伊藤詩織新連載スタート! 元炭鉱の町、夕張に生きる人びとが私に教えてくれたこと

第1回

伊藤詩織(ジャーナリスト)

 イギリスを拠点に世界でドキュメンタリーを製作する伊藤詩織さんによる連載がスタート。第1回は、伊藤さんが約5年をかけて製作中のドキュメンタリー映画『ユーパロのミチ』の舞台、夕張について。財政破綻、超高齢化、人口減少など、課題山積の元炭鉱の町に生きる人々が教えてくれたこととは。

秋になるとススキで一杯になるズリ山と背景にうっすらみえる炭鉱住宅。撮影:伊藤詩織

 なぜ、夕張なのか? そう聞かれたら「夕張が好きだから」とだけ答えることができたらいいのだが、実際に振り返るときっかけは他にあった。2015年6月8日、私はベルリンの友人宅にいた。突然鳴った電話は+81番という国番号だったため日本からだと、ひと目でわかった。その日がどういう日か心得ていたので、直ぐに路地に飛び出て、西日を背中に感じながら電話に出た。
 電話の向こうで、捜査員はただひたすら私に謝った。逮捕をするべく、空港でその人を待っていたときに警視庁のトップからストップがかかったという。そんなことがあるはずはない、と信じたかったけれど、捜査員が嘘をつく理由はなかった。
 自分がここまで小さく、無力に感じた日はなかった。
 当局、司法、正義、これから何を信じていけばいいのだろう。確実だったのは、日本に帰ったら、私が当時勤務していたロイター通信の隣にあるTBSでその人は働いているということだ。この業界で働けなくなるなんてことでは済まないかもしれない。その日から、私にとって東京は安心できる場所ではなくなってしまった。
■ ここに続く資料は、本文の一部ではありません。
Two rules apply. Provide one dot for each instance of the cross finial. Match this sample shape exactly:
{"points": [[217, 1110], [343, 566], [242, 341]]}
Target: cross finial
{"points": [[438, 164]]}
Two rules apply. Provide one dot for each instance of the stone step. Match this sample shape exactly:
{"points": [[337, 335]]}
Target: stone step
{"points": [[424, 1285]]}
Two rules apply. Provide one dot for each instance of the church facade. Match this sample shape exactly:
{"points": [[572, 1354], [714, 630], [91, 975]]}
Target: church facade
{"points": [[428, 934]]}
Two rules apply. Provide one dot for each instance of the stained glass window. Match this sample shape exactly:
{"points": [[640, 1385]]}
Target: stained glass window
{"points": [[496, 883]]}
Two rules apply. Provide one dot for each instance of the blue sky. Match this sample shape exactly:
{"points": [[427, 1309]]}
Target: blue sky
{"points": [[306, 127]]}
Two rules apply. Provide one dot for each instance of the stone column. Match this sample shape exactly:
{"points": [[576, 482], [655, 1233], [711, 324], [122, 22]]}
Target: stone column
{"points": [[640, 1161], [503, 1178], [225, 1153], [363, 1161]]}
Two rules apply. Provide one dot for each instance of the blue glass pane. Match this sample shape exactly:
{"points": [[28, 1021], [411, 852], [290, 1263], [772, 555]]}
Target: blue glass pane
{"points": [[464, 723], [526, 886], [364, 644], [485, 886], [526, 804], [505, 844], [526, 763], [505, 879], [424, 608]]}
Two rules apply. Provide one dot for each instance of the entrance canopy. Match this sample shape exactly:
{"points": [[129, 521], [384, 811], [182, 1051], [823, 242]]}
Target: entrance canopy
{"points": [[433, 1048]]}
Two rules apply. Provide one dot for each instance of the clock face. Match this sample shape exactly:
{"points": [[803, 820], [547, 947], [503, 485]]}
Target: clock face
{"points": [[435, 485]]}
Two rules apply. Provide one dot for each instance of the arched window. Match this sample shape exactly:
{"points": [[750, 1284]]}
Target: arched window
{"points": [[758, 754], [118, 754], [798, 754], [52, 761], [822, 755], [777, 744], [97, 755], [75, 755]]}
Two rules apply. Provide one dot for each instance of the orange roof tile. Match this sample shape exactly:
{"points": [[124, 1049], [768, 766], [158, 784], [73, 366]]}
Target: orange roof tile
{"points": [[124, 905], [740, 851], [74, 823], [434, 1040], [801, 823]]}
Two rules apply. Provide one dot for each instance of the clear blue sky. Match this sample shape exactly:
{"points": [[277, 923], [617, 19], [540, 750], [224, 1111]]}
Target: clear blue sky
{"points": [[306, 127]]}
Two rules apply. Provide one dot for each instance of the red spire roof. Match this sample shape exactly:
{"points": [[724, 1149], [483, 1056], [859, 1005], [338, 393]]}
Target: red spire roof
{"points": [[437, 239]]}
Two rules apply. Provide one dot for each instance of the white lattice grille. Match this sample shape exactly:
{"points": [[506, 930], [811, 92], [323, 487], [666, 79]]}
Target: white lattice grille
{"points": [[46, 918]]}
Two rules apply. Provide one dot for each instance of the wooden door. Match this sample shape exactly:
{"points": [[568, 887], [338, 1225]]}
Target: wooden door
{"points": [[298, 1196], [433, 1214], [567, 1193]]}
 準強姦の被害届を出したいと捜査員に頼んだ時、「もう日本のメディアでは働けなくなる。今までの努力が水の泡になるかもしれない」と、心のどこかで恐れていたことを耳にした。ジャーナリストになるという夢を諦めるのか、それとも、たとえ真実を追う仕事に背くことになっても、夢を叶えるために事実を「なかったこと」にするのか。これから社会へ出ようとしていた私には、大きな選択だった。
「海外のメディアで働けば大丈夫」
 どうしたら日本人国籍の自分が海外のメディアで働けるのか。全く見当はつかなかったが、ジャーナリズムはどこにいても必ずできるはずだと信じ、夢も、真実も諦めないという選択をした。

 私は海外メディアとの仕事を必死に探して、様々な取材企画を考えた。企画が通ったテーマの一つが孤独死だった。高齢化社会というトピックは、海外メディアから注目されやすい。そんなとき、北海道の夕張を取材していた友人、メグミが夕張に一緒に来ないかと誘ってくれた。超高齢化、財政破綻、メロン……当初はそんなことしか夕張のことを知らなかったが、これも海外メディアが興味を持ってくれそうな企画だと感じ、夕張を訪れることにした。

夕張市石炭博物館の今にも動きそうな炭鉱時代を模した人形たち。同館は2018年にリニューアルオープンしたばかりだったが、この写真が撮影された模擬坑道で19年4月に火災が起き、今月より本館などの一部のみで再オープンした。撮影:伊藤詩織

 夕張の名前の語源は「ユーパロ」、アイヌ語で鉱泉の湧き出る場所という意味だ。江戸時代までは、アイヌの人々も多くこの土地に住んでいた。1891年以降、「黒ダイヤ」と呼ばれた石炭が夕張の鉱山から掘り出されるようになると、鉱山に新しい生活を求めて日本各地から多くの労働者が集まり、ピーク時の1960年には12万人近くの人口で賑わった。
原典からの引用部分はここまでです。